В доме нужна мебель. Нормальной мебели за нормальные деньги на обширном рынке нет. Цены совершенно несуразны. В центре (что дороже) Сан-Франциско (дорогой город) превосходный кожаный диван можно купить за три тысячи, при этом выбрав цвет кожи. Самые дорогие кровати с т.н. ортопедическим матрасом на 1400 пружин, в самом дорогом из американских городов — Вашингтоне — стоят порядка 1200 долларов. Московский мебельный бизнес весь настроен на то, чтобы «снять» дополнительные полторы-две тысячи на одном предмете, чтобы торговать в жанре, с позволения сказать, бутика. Неудивительно, что ИКЕА не нашла для себя места в городской черте, хотя окраинных пустырей всё ещё немерено, и устроилась в Химках. Состоялся прорыв: люди увидели, что вполне пристойные по дизайну, хотя и бедные по качеству вещи могут у нас продаваться за понятные деньги. В ИКЕЕ средний класс себя опознал — в её стекле, её металле, ее стеллажах и полках. Что из того, что в мире ИКЕА — это по преимуществу место, где отоваривается «молодой специалист», бездетная молодая семья! Для нас это достойный уровень. Почему этот уровень — всё ещё исключение из правила? Да, потому что ориентация на средний класс в нашей торговле отсутствует напрочь. Заметьте, кстати, что за исключением отчасти радиоэлектроники и моющих средств, интересы достойного потребителя из рядов среднего класса не представлены и в специализированных журналах.

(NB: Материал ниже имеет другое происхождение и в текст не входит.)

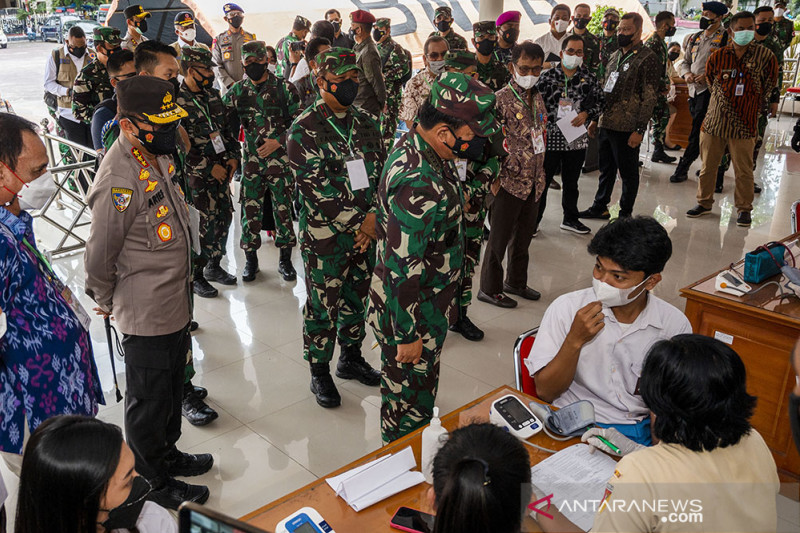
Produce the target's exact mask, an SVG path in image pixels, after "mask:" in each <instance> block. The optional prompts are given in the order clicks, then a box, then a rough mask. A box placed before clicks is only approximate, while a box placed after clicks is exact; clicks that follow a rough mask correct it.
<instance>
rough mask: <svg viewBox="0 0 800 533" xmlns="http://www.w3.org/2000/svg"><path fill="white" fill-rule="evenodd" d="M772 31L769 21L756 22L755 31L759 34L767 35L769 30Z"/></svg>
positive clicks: (767, 34) (771, 24)
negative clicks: (765, 21)
mask: <svg viewBox="0 0 800 533" xmlns="http://www.w3.org/2000/svg"><path fill="white" fill-rule="evenodd" d="M771 31H772V23H771V22H762V23H761V24H756V33H757V34H759V35H762V36H763V35H769V32H771Z"/></svg>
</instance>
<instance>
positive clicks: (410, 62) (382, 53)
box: [372, 17, 411, 153]
mask: <svg viewBox="0 0 800 533" xmlns="http://www.w3.org/2000/svg"><path fill="white" fill-rule="evenodd" d="M372 39H373V40H374V41H375V43H376V44H377V45H378V53H379V54H380V55H381V65H382V66H383V80H384V82H385V83H386V111H384V113H383V115H382V117H381V131H382V132H383V138H384V139H385V144H386V152H387V153H388V152H389V151H390V150H391V148H392V144H393V143H394V134H395V132H396V131H397V118H398V115H399V114H400V103H401V102H402V99H403V86H404V85H405V84H406V82H407V81H408V80H410V79H411V52H409V51H408V50H406V49H405V48H403V47H402V46H400V45H399V44H398V43H397V42H396V41H395V40H394V39H392V21H391V20H389V19H388V18H385V17H383V18H379V19H378V20H376V21H375V26H374V29H373V30H372Z"/></svg>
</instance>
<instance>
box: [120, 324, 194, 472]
mask: <svg viewBox="0 0 800 533" xmlns="http://www.w3.org/2000/svg"><path fill="white" fill-rule="evenodd" d="M190 345H191V337H190V336H189V324H187V325H186V326H185V327H184V328H181V329H180V330H179V331H176V332H175V333H170V334H168V335H157V336H153V337H142V336H138V335H124V336H123V338H122V346H123V347H124V349H125V380H126V387H127V389H126V392H125V434H126V436H127V439H128V446H130V448H131V451H132V452H133V455H134V457H135V458H136V471H137V472H139V474H141V475H143V476H144V477H145V478H146V479H150V480H156V481H155V483H154V486H158V485H160V484H161V482H163V480H164V479H165V478H166V477H167V476H168V475H167V473H166V465H165V462H164V459H165V458H166V456H167V454H168V453H169V452H170V451H171V450H173V449H174V448H175V443H176V442H178V439H179V438H180V436H181V399H182V398H183V382H184V373H185V367H186V353H187V351H188V350H189V347H190Z"/></svg>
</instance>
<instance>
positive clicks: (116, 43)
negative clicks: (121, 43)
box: [92, 26, 122, 46]
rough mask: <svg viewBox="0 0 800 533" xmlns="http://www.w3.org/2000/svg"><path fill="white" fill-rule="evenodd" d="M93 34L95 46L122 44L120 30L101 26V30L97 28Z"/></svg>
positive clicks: (94, 30) (98, 28) (115, 44)
mask: <svg viewBox="0 0 800 533" xmlns="http://www.w3.org/2000/svg"><path fill="white" fill-rule="evenodd" d="M92 34H93V36H94V42H95V44H97V43H105V44H109V45H111V46H118V45H119V44H120V43H121V42H122V37H120V34H119V29H118V28H112V27H110V26H100V27H99V28H95V29H94V30H93V31H92Z"/></svg>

Что-то надо одеть. И вновь — есть единственный способ достойно одеться за солидные деньги, но по цене, которую можно счесть справедливой, — поехать в Европу и одеться там. Здесь же мне по-прежнему лениво-высокомерные продавцы пытаются всучить «эксклюзив» на уровне примитивного западного ширпотреба за совершенно непристойную цену, либо вывешивают (бог знает для кого) действительно дорогие вещи, но уж по совершенно запредельным ценам. Весь отечественный «от кутюр» приводит на память знаменитую кожаную перевязь Портоса, расшитую, как всякий помнит, только лишь спереди.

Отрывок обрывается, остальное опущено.